1 The Court apologizes for the delay in resolving Plaintiff’s case. I. Background In his complaint, Plaintiff alleges that he was “illegally arrested for
a traffic stop” and that “the prosecutor and court are still trying to convict [him],” even though the victim indicated he was not the suspect. (Id. at
PageID.3.) Plaintiff also states that, at the time his complaint, he had been detained for more than two years without a trial. (Id.) He requests that the case against him be dropped, that he be released on personal
bond, for all individuals involved in his case to be fired, and that he receive damages for pain and suffering while in custody. (Id. at PageID.3–4.)
Although Plaintiff does not identify the related state court case, the relevant case appears to be People of the State of Michigan v. Naray Antone Barnes, No. 21-002668-01-FC, in the Third Judicial Circuit of
Michigan. The public docket in that case indicates that Plaintiff was arrested around March 17, 2021. Plaintiff was charged with assault with intent to murder in violation of Mich. Comp. Laws § 750.83, assault with
intent to do great bodily harm less than murder in violation of Mich. Comp. Laws § 750.84, and five firearms charges in violation of Mich. Comp. Laws §§ 750.226, 227b, and 234b. On September 11, 2023, Plaintiff pled guilty to assault with intent to murder and two of the firearms charges. The remaining charges were dismissed. On September
25, 2023, Plaintiff was sentenced by the state court. On or about May 23, 2023, Plaintiff filed the complaint in this
action.2 On June 23, 2023, the Court granted Plaintiff’s application to proceed in forma pauperis. (ECF No. 7.) II. Legal Standard
Under the Prison Litigation Reform Act of 1996 (“PLRA”), the Court is required to sua sponte dismiss an in forma pauperis complaint before service on a defendant if it determines that the action is frivolous or
malicious, fails to state a claim upon which relief can be granted, or seeks monetary relief against a defendant who is immune from such relief. See 42 U.S.C. § 1997e(c); 28 U.S.C. § 1915(e)(2)(B). The Court is similarly
required to dismiss a complaint seeking redress against government entities, officers, and employees which it finds to be frivolous or malicious, fails to state a claim upon which relief may be granted, or
seeks monetary relief from a defendant who is immune from such relief.
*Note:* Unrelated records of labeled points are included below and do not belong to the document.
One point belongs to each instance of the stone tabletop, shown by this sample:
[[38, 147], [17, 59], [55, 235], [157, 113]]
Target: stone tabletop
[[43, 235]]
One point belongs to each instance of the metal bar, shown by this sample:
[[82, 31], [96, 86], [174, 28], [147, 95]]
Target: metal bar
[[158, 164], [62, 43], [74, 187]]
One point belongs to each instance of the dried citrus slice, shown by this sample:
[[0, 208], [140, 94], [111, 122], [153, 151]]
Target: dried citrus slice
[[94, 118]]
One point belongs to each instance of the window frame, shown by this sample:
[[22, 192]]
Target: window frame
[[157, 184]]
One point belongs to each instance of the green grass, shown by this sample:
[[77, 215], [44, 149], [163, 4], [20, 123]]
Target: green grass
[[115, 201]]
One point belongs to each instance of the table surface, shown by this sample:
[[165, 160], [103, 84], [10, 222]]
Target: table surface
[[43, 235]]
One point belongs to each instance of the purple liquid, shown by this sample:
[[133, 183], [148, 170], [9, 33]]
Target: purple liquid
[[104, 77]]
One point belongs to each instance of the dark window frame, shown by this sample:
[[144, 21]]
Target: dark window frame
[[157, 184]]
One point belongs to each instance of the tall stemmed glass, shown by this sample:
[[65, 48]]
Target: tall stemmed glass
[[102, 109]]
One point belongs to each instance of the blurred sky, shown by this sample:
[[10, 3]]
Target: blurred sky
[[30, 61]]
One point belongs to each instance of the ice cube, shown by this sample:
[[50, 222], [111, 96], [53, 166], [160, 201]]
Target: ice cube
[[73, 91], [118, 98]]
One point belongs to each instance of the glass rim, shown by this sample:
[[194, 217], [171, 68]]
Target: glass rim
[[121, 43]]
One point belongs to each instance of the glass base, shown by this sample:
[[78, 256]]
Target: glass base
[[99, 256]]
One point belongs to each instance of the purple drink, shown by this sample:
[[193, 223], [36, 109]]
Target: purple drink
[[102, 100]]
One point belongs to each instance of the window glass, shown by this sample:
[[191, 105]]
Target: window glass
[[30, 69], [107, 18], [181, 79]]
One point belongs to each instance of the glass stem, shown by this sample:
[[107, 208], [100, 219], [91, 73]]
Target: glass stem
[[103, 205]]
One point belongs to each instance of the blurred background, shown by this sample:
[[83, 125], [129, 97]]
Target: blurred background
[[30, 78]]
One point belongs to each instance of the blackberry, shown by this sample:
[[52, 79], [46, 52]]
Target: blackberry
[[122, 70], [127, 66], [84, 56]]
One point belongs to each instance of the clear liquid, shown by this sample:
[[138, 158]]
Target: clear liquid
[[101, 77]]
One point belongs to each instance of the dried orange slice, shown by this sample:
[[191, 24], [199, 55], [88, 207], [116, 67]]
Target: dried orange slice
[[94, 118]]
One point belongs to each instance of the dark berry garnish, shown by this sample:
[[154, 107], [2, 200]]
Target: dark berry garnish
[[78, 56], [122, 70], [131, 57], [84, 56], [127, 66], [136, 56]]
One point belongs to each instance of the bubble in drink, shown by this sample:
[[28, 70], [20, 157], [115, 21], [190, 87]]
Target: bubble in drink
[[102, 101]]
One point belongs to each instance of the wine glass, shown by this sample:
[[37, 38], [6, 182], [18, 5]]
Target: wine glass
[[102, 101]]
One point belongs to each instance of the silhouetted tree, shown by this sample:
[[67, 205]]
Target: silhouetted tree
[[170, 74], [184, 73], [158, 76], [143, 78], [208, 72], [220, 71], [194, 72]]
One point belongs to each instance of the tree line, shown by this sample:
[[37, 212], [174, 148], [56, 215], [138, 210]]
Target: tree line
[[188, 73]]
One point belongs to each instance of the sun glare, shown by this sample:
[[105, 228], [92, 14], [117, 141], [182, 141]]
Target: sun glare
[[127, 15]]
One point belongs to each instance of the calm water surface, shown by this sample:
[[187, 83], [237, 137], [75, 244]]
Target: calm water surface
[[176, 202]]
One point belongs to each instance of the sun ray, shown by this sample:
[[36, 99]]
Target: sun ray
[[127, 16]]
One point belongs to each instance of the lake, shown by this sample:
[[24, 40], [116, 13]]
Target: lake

2 Because the complaint is not dated, the Court uses the postmark date that appears on the envelope. (ECF No. 1, PageID.6.) See also Brand v. Motley, 526 F.3d 921, 925 (6th Cir. 2008). See 28 U.S.C. § 1915A. A complaint is frivolous if it lacks an arguable basis in law or in fact. Denton v. Hernandez, 504 U.S. 25, 31 (1992);
Neitzke v. Williams, 490 U.S. 319, 325 (1989). A pro se civil rights complaint is to be construed liberally. Haines v.
Kerner, 404 U.S. 519, 520–21 (1972). Nonetheless, Federal Rule of Civil Procedure 8(a) requires that a complaint set forth “a short and plain statement of the claim showing that the pleader is entitled to relief,” as
well as “a demand for the relief sought.” Fed. R. Civ. P. 8(a)(2), (3). The purpose of this rule is to “give the defendant fair notice of what the claim is and the grounds upon which it rests.” Bell Atlantic Corp. v. Twombly,
550 U.S. 544, 555 (2007) (citation omitted). While this notice pleading standard does not require “detailed” factual allegations, it does require more than the bare assertion of legal principles or conclusions. Twombly,
550 U.S. at 555. Rule 8 “demands more than an unadorned, the defendant-unlawfully-harmed me accusation.” Ashcroft v. Iqbal, 556 U.S. 662, 678 (2009). “A pleading that offers ‘labels and conclusions’ or ‘a
formulaic recitation of the elements of a cause of action will not do.’” Id. (quoting Twombly, 550 U.S. at 555). “Nor does a complaint suffice if it tenders ‘naked assertion[s]’ devoid of ‘further factual enhancement.’” Id. (quoting Twombly, 550 U.S. at 557). III. Analysis
Plaintiff’s complaint fails to allege a cognizable claim. To the extent Plaintiff relies on federal criminal statutes (ECF No. 1, PageID.5), those
statutes do not provide a private right of action in civil suits. See Kafele v. Frank & Wooldridge Co., 108 F. App’x 307, 308–09 (6th Cir. 2004). The complaint also cites to numerous civil rights statutes, including 42 U.S.C.
§§ 1981, 1982, 1983, 1985, 1986, and 1987. However, Plaintiff fails to include any specific factual allegations that would support a claim under these statutes. See Fed. R. Civ. P. 8(a); Iqbal, 556 U.S. at 678.
Additionally, to the extent Plaintiff seeks to recover damages for his allegedly unconstitutional arrest under § 1983 or § 1985, those claims are barred unless his underlying conviction is reversed or vacated. See Heck
v. Humphrey, 512 U.S. 477, 486–87 (1994) (“[I]n order to recover damages for allegedly unconstitutional conviction or imprisonment, or for other harm caused by actions whose unlawfulness would render a conviction or
sentence invalid, a § 1983 plaintiff must prove that the conviction or sentence has been reversed on direct appeal, expunged by executive order, declared invalid by a state tribunal . . . , or called into question by a federal court’s issuance of a writ of habeas corpus, 28 U.S.C. § 2254.”); Watson v. City of Marysville, 518 F. App’x 390, 392 (6th Cir. 2013)
(holding that a plaintiff “cannot pursue his unlawful arrest claim because doing so would directly contradict his conviction” based on that arrest).
As such, Plaintiff fails to state any viable claim against Defendant, and his case must be dismissed. See 28 U.S.C. §§ 1915(e)(2)(B), 1915A; 42 U.S.C.